3.3. Variables and Data
The study was designed in two stages:
Stage 1: An exploratory study was carried out to know the characteristics of the clients of the MFIs included in the sample. The instrument used in this investigation was a structured questionnaire-type survey.
Stage 2: In this stage of the study, it was determined if there are significant differences in mean between the punctuality of the payments of women and men according to the variables which could affect it: Age, ethnicity, educational level, marital status, amount, term, and purpose of the microcredit.
In summary, the purpose was to determine if the punctuality of the payments is due to some characteristic of women or men, or of the microcredits granted.
Table 1 summarizes the variables analyzed in this study by specifying their type. The way of obtaining the data will be described and justified in
Section 3.4 (Methodology).
3.3.1. Stage 1
In this stage, the CEOs of the MFIs involved in the study were asked to provide quantitative information about the characteristics that better describe women and men served by their organizations. In our opinion, taking into account the final objective of this paper, age, ethnicity, level of education, and marital status are the basic personal traits when analyzing the behavior of individuals who face the repayment of a loan, specifically a microcredit. This idea is confirmed by the usual “credit score” applied by banks when analyzing the solvency and credit worthiness of a potential client.

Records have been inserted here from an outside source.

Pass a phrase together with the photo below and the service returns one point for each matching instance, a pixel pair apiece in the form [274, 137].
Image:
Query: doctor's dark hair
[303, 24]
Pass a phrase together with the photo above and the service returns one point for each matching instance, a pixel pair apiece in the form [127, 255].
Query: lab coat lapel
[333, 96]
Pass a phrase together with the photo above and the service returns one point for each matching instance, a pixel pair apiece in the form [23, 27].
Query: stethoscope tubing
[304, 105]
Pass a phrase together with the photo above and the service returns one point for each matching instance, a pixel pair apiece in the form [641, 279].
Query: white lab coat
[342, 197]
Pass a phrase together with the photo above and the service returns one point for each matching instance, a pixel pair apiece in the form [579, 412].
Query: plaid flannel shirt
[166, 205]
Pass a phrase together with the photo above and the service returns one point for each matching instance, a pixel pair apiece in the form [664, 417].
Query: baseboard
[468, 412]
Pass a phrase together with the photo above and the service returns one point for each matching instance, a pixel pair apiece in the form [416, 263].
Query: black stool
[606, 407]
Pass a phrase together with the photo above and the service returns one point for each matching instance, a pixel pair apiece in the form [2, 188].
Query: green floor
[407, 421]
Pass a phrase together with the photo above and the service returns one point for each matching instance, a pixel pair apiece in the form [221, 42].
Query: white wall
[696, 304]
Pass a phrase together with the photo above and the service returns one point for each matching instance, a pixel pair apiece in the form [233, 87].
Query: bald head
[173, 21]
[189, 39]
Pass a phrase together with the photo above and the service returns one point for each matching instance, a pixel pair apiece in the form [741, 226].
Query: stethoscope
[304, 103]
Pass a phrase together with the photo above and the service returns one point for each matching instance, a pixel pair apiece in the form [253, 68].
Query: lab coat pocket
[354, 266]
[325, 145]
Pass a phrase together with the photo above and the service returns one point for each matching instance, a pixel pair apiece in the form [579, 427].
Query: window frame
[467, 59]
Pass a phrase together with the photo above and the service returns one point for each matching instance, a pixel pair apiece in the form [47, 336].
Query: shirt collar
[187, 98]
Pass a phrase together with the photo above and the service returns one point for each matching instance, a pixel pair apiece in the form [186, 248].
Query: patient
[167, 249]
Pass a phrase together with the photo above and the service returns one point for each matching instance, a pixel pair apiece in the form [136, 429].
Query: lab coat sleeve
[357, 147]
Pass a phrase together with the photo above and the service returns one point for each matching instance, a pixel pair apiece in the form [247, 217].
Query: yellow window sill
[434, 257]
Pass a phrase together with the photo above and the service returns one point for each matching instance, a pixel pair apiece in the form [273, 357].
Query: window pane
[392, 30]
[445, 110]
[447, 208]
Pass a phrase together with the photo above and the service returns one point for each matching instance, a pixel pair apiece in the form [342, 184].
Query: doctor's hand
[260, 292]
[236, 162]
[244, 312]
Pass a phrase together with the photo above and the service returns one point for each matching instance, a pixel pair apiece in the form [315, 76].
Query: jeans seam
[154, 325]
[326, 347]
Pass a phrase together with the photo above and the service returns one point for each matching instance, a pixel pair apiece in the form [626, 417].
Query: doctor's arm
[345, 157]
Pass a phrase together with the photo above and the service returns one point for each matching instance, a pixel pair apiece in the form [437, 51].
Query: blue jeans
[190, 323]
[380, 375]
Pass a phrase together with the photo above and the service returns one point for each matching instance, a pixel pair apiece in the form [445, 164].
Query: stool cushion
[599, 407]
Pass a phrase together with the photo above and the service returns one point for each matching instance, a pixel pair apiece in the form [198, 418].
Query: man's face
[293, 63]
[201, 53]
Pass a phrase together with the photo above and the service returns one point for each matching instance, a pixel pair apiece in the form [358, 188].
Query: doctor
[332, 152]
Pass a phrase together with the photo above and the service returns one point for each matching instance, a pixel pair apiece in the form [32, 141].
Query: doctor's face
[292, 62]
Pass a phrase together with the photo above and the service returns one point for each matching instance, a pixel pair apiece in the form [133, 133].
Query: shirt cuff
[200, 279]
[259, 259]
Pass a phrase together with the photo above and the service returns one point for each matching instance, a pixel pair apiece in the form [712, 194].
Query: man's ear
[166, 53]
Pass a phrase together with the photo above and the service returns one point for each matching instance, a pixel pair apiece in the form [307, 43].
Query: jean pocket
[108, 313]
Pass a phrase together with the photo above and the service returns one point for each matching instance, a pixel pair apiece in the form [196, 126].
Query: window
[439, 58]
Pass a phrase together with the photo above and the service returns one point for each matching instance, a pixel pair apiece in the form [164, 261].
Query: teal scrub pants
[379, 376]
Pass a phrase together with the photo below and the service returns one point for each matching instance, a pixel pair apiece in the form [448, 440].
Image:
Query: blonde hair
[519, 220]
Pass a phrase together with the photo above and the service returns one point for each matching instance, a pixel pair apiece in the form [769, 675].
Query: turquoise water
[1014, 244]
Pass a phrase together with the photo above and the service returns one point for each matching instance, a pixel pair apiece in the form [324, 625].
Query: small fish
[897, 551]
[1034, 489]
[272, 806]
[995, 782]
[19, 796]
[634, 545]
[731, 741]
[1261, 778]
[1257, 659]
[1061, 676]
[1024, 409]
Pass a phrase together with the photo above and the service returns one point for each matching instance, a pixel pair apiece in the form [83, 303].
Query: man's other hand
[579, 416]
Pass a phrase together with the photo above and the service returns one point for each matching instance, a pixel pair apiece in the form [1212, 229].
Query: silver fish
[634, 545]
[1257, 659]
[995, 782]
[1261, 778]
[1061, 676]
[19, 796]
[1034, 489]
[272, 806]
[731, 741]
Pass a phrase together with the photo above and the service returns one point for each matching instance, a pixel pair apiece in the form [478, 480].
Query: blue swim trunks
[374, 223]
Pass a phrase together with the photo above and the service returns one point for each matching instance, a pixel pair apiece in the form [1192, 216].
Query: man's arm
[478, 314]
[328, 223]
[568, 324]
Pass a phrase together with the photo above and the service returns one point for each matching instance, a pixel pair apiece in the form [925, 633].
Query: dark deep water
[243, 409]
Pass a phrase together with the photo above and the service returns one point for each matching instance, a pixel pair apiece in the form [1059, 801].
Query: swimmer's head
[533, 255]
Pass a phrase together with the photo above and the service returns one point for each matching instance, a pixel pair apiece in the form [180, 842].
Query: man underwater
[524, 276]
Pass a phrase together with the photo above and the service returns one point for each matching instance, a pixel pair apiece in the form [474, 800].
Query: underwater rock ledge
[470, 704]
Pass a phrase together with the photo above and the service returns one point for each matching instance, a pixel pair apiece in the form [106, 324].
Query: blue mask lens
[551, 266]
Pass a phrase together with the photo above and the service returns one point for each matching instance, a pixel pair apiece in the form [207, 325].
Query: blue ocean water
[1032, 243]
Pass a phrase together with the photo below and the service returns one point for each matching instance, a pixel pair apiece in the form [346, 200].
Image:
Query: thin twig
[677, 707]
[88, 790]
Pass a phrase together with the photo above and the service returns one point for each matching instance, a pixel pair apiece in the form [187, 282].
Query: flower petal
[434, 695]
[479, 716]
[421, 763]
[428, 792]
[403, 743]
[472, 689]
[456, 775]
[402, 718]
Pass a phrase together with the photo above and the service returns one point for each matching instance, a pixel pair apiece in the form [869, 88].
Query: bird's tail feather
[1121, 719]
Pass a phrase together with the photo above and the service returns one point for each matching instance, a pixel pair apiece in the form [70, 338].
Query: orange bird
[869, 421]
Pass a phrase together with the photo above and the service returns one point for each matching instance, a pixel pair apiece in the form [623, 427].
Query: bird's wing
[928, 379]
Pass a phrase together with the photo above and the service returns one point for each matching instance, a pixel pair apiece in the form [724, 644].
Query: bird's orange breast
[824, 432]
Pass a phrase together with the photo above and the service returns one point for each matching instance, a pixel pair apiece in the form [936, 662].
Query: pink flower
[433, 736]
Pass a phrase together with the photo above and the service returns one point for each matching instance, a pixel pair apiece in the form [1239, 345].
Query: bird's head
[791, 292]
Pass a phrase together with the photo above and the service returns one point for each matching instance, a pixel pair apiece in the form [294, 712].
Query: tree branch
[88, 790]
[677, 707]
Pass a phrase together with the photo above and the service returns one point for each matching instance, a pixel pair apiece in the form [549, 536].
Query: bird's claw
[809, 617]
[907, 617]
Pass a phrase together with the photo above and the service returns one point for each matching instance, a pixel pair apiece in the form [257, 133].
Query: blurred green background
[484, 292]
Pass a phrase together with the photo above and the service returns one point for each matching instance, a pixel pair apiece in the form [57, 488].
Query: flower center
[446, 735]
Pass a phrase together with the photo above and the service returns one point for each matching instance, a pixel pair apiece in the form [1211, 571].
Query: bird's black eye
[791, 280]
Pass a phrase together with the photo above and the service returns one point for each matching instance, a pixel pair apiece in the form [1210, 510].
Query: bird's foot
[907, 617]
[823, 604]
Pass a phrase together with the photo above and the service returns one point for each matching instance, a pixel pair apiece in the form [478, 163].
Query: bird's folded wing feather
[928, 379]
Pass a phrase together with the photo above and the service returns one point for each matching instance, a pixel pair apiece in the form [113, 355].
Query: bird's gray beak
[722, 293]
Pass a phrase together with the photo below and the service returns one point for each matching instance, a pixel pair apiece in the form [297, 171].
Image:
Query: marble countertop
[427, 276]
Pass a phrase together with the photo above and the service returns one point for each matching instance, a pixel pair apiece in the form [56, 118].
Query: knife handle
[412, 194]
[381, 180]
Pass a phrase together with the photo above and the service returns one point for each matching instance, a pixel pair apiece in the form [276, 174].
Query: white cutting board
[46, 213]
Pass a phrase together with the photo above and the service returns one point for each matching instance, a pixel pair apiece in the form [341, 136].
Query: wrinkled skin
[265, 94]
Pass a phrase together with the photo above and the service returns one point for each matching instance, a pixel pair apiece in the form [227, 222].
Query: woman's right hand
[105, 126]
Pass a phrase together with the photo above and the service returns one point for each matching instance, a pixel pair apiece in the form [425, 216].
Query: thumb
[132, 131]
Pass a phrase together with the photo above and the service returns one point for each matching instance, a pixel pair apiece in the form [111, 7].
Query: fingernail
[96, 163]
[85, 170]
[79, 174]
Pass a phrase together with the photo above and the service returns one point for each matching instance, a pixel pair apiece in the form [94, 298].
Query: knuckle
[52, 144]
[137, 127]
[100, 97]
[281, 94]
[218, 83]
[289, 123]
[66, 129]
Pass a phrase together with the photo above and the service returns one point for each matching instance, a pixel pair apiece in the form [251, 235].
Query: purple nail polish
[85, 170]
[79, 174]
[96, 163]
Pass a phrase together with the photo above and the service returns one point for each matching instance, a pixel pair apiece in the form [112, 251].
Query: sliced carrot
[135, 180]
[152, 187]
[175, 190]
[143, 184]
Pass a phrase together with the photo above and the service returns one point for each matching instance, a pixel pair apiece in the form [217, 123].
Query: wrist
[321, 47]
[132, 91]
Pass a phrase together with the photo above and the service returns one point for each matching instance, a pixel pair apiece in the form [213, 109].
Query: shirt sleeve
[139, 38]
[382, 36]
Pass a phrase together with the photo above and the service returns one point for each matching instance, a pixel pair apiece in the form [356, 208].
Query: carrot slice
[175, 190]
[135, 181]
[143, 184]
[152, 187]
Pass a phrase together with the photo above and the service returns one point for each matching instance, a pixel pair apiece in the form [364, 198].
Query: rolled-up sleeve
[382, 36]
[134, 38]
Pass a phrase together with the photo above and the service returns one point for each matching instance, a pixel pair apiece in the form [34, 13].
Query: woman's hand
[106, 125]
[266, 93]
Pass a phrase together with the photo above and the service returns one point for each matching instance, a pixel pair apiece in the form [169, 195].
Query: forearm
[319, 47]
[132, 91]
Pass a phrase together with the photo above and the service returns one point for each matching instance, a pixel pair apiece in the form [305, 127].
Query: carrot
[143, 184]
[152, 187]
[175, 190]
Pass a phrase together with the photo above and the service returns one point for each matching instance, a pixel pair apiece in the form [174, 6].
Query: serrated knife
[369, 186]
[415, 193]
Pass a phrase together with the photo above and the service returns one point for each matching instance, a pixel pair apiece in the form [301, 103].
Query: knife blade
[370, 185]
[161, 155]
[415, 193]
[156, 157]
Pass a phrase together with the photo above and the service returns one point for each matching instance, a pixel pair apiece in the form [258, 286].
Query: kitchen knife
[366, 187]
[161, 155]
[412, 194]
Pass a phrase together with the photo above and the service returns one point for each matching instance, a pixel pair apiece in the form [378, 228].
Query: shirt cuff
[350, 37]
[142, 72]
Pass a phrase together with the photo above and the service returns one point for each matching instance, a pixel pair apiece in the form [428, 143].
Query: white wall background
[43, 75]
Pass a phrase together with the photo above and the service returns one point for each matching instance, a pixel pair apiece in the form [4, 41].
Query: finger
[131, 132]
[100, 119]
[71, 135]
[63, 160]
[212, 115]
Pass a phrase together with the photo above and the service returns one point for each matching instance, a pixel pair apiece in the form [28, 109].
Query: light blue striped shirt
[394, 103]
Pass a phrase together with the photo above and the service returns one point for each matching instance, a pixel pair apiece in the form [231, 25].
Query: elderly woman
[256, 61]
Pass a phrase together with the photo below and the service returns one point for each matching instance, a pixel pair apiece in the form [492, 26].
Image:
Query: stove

Each CEO was required to assess the degree of belonging of his/her (male or female) “standard client” to the characteristics and modalities displayed in
Table 2. To do this, they used a Likert scale from 1 to 5 (1: “Not important”, 2: “Scarcely important”, 3: “Moderately important”, 4: “Important”, and 5: “Most important”). For example,
Table 2 exhibits the response of a specific CEO about the age of his/her male “standard client”.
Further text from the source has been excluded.